FTS partial phrase search


#1

Hi All,
I want to search a document field with large paragraph data.
ie :lets say field value is “Today is a rainy day.Umbrella is required.I came ye,sterday.I will come for five weekdays.”

Does fts create inverted index with tokenizing with space and let me search by exact word match ??
ie :search by “rainy” will return 1 result and search by “required” return 1 result.search by “Tod” will return 0. since there it is a partial match

I want to search for partial phrase “day” .What additional index level configs are needed to perform partial matched in a text field regardless of being a prefix or suffix?

Please send your replies.
Thanks
Isuru


#2

FTS creates an index by tokenising (text analysis) the document field contents. But this depends on the type of analysers configured for the field in the index definition/mapping.
useful information/clues can be found here,
https://docs.couchbase.com/server/6.0/fts/fts-creating-indexes.html
https://docs.couchbase.com/server/6.0/fts/fts-using-analyzers.html

For partial searches, you may need to use different query types like prefix, wildcard, or regex.
https://docs.couchbase.com/server/6.0/fts/fts-queries.html

Depending in the analyser’s used, the token “rainy” could become “rain” in the index.
Another important thing to be aware is that, during the query processing phase, the query text also goes through the same text analysis process. It would use the same analyser configured for the respective fields in the original index definition on which you are querying against.

regards,
Sreekanth


#3

Hi Sreekanth,
Thanks for the reply.
Just little more clarification needed.

Lets say I want to do a traditional LIKE search %searchText% .This will list down all the matches regardless of searchtext is at prefix or postfix.
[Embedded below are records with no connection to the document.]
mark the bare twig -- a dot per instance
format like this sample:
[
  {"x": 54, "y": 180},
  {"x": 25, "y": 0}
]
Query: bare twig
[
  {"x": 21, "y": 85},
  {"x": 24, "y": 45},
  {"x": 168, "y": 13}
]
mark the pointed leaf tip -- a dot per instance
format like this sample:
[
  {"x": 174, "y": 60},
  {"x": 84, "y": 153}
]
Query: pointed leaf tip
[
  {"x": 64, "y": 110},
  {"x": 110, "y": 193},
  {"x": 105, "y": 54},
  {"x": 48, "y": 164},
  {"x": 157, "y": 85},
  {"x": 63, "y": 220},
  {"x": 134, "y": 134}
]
You mean in FTS you need to combine prefix query ,suffixquery and another regex query for other scenarios ?Meaning you need altogether 3 queries at least to do a partial search?


#4

I guess you might have figured this already by going over the query types.
You just need to use either of those query types based on the exact query requirements.

In case you need to perform exact partial/substring searches as you mentioned before, you may need to use n-gram analysers during indexing. We don’t support certain cases of regular expressions (in regex queries) for performance/scalability considerations. For eg: “word boundaries are not allowed”.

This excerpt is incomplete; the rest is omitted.